La Polizia di Stato a Caltanissetta ha tratto in arresto un cinquantenne nella flagranza di reato di danneggiamento aggravato del braccialetto elettronico applicato quale cosa destinata al pubblico servizio.
L’uomo, gravato dalla misura cautelare del divieto di avvicinamento alla persona offesa, con l’obbligo di mantenersi a una distanza non inferiore a 500 metri dalla stessa, indagato per maltrattamenti e atti persecutori, mercoledì pomeriggio ha reciso il cinturino in gomma del braccialetto elettronico applicatogli su disposizione dell’Autorità giudiziaria, facendo scattare l’allarme in questura.
L’agente in servizio alla sala operativa, dopo aver rilevato l’alert sull’apposito portale che segnalava la manomissione del cinturino del dispositivo, ha inviato una volante in via De Gasperi, dove si trovava l’uomo.
I poliziotti, una volta individuato il cinquantenne, lo hanno sottoposto a perquisizione personale trovandogli in tasca il braccialetto elettronico reciso, una forbice, un cacciavite e un cutter.
Per il possesso di questi ultimi tre oggetti l’arrestato è stato denunciato alla Procura della Repubblica anche per il reato di porto di oggetti atti ad offendere.
Circa i motivi per cui l’uomo ha danneggiato il dispositivo elettronico, lo stesso ha riferito agli agenti “che gli dava fastidio”.
L’arrestato, gravato da numerosi precedenti di polizia per reati contro la persona e il patrimonio è stato ammonito dal Questore lo scorso mese di agosto e avvisato oralmente ad aprile.

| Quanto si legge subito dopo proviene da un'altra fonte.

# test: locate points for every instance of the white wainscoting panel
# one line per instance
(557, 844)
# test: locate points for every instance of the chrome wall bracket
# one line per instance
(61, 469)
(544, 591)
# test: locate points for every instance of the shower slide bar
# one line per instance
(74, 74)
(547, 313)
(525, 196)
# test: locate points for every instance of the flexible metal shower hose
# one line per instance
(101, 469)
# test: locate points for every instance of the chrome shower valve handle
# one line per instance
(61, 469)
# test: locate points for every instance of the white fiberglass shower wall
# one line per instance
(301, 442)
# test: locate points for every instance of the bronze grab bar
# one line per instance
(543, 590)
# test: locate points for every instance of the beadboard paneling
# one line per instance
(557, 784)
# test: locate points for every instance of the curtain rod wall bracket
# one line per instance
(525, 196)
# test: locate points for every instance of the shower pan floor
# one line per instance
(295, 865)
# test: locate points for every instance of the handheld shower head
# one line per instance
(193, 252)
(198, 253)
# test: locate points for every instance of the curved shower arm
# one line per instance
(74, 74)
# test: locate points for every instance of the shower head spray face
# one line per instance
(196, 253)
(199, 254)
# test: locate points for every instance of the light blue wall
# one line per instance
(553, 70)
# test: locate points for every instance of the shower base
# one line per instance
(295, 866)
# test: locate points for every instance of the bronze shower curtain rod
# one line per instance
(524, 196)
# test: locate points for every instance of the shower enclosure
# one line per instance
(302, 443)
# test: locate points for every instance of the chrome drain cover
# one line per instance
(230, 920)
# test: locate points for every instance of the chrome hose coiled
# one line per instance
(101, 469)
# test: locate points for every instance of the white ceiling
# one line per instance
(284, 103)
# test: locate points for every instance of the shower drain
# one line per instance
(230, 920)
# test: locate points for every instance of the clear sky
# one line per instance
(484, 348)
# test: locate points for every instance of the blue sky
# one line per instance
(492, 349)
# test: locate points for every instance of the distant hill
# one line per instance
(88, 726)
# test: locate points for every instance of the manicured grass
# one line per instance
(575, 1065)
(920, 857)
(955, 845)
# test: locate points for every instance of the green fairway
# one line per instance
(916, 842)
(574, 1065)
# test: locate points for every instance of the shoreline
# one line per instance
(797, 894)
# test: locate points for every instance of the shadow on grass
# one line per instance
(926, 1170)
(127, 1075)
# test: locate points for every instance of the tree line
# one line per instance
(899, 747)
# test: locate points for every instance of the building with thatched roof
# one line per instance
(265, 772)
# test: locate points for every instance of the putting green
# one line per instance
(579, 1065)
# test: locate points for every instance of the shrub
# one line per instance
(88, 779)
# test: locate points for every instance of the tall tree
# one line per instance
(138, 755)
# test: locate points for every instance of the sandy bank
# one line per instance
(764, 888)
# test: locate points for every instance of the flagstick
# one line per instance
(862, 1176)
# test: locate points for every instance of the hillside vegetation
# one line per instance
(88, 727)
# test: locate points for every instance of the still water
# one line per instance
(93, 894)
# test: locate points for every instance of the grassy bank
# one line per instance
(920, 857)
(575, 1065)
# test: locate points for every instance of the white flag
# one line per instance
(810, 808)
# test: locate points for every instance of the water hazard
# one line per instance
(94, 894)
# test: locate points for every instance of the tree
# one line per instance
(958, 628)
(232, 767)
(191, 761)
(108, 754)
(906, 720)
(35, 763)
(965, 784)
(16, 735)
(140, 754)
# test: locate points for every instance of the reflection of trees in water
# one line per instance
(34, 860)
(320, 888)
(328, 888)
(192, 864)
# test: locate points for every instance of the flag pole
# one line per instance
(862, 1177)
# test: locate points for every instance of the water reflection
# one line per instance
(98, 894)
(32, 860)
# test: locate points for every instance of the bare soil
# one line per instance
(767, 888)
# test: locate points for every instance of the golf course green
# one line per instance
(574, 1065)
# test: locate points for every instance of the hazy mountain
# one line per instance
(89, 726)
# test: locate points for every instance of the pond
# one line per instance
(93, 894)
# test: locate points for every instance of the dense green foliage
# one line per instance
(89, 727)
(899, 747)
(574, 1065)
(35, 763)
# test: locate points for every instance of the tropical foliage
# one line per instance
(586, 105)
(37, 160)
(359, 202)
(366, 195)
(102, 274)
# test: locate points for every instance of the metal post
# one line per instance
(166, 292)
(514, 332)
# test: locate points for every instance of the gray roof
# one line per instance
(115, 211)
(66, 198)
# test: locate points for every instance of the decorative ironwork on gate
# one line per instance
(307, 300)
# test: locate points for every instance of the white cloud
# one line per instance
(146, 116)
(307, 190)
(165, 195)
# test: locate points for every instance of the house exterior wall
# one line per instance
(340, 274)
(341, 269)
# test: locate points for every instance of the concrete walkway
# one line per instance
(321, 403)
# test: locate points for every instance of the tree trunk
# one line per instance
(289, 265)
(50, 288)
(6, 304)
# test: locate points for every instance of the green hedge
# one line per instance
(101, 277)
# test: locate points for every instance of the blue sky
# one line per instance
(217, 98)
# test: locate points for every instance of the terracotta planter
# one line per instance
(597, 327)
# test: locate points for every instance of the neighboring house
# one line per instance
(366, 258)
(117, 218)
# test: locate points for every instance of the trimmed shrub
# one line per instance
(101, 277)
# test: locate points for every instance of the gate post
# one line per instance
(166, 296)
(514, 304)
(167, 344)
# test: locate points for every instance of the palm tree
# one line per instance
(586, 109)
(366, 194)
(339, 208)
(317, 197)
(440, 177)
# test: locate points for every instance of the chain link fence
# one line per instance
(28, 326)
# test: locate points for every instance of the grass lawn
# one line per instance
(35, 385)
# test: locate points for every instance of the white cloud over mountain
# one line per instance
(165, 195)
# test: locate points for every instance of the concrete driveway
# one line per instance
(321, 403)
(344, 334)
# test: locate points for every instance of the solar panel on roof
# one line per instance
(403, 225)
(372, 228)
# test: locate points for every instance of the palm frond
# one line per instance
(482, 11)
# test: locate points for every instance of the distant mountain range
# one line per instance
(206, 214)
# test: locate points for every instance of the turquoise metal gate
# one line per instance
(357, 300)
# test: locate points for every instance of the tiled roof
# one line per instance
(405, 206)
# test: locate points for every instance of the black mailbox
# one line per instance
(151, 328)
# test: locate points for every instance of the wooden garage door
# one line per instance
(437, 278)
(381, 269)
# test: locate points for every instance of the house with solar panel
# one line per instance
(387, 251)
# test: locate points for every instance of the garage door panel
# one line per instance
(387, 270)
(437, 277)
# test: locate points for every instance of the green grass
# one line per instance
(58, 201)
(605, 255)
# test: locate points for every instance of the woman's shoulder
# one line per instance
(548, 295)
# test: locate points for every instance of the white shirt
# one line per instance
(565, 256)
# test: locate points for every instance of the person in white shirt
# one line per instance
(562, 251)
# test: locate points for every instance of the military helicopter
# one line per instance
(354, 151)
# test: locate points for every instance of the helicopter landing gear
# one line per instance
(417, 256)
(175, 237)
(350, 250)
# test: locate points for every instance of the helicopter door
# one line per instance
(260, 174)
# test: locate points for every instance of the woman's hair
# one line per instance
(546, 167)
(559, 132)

Dopo le formalità di rito, su disposizione del Pubblico Ministero presso la locale Procura della Repubblica, l’arrestato è stato condotto agli arresti domiciliari a disposizione dell’Autorità giudiziaria.
Venerdì il Gip ha convalidato l’arresto e disposto la misura cautelare dell’obbligo di presentazione alla polizia giudiziaria.
La responsabilità dell’arrestato, in virtù del principio di non colpevolezza, sarà accertata solo a seguito di sentenza definitiva.